Catherine stands up, shoots me her usual sweet smile, and starts pacing with her mug of tea in hand. They never did finish explaining what exactly happened on this disastrous date. I know it makes me a terrible brother, but I have my fingers crossed that this means the end of the forced dating relationship. Mina finishes braiding my hair and I ruffle hers. The vibe in here is strange and we take our leave, going back out to the garden, while our siblings leave in Griffin’s car.

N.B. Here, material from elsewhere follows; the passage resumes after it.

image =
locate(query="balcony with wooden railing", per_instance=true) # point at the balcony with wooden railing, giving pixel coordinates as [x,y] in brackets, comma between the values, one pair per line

I don’t want to think about Catherine and Griffin together. I don’t want to think about Griffin at all. My body is busy but my mind is remembering the feeling of Catherine in my lap. The exaggerated curve of her hips and her waist under my arms. The way she rested her hands on my forearms, unconsciously caressing my skin. Her soft floral scent and the warmth of her body. I could lose hours thinking about the way Catherine looks and feels and smells. I’ve already lost countless hours of my life thinking about how sweet she is and how good it feels to be around her. She’s always been the kindest, most naturally thoughtful person I’ve ever known. I understood that Catherine was different from other girls before I was old enough to drive.

* * *

At 14, Catherine is starting to look more like a woman and less like a little girl. At 13, I’m nothing worth noticing. Griffin, on the other hand, is about to turn 15 and is suddenly getting noticed a lot. He’s not a jerk about it but what guy wouldn’t like girls paying attention to him? In fact, he’s the reason we’re headed to a pool party. Joy, a new girl at school who lives in Laie, invited Griffin to her house for her birthday. Catherine was invited as well since Joy invited all the girls from their class. Her family is Mormon—if the fact that they live in Laie and have a house nice enough to have a pool didn’t give it away—so when Joy’s mom found out Catherine and Griffin had siblings at the same school, she included us. I don’t even care that it was a pity invite, I’m excited to be swimming in a pool. I can tell Griffin is nervous about the new level of attention he’s getting and he’s distracted because of it. I won’t be able to count on him as someone to hang out with. At least Mina will be there. I know we’ll have fun no matter what else is going on.

The party is full of people here I’ve never seen before. There are a ton of Mormons in Laie since it’s so close to the Hawai‘i campus of BYU and there’s a big church or temple or whatever they call it. I’m guessing the unfamiliar faces are their church friends. There are also familiar faces from school, but no one I’m interested in saying more than hello to. I snag beach loungers to sit next to each other and Mina gets us drinks from the cooler nearby. The older kids are congregated in smaller groups, pretty much entirely segregated by gender. Most of the girls are showing off their suits while pretending they’re not trying to get the attention of the guys. Catherine looks pretty in a blue one-piece with her hair hanging down her back. There are definitely guys looking at her but she’s busy talking and doesn’t notice. Her group is standing close enough to us to hear their conversation, even without trying to. There’s a girl I recognize from the bus standing next to Catherine. She’s in shorts and a tank top and she’s twisting her fingers, eyes darting around to the other groups.

“I don’t know how I missed that this is a pool party! I wish my mom hadn’t already left. I’d rather go home than be singled out as the embarrassing girl without a swimsuit! Catherine, what am I going to do? Do you think I could maybe convince someone’s parents to give me a ride home?”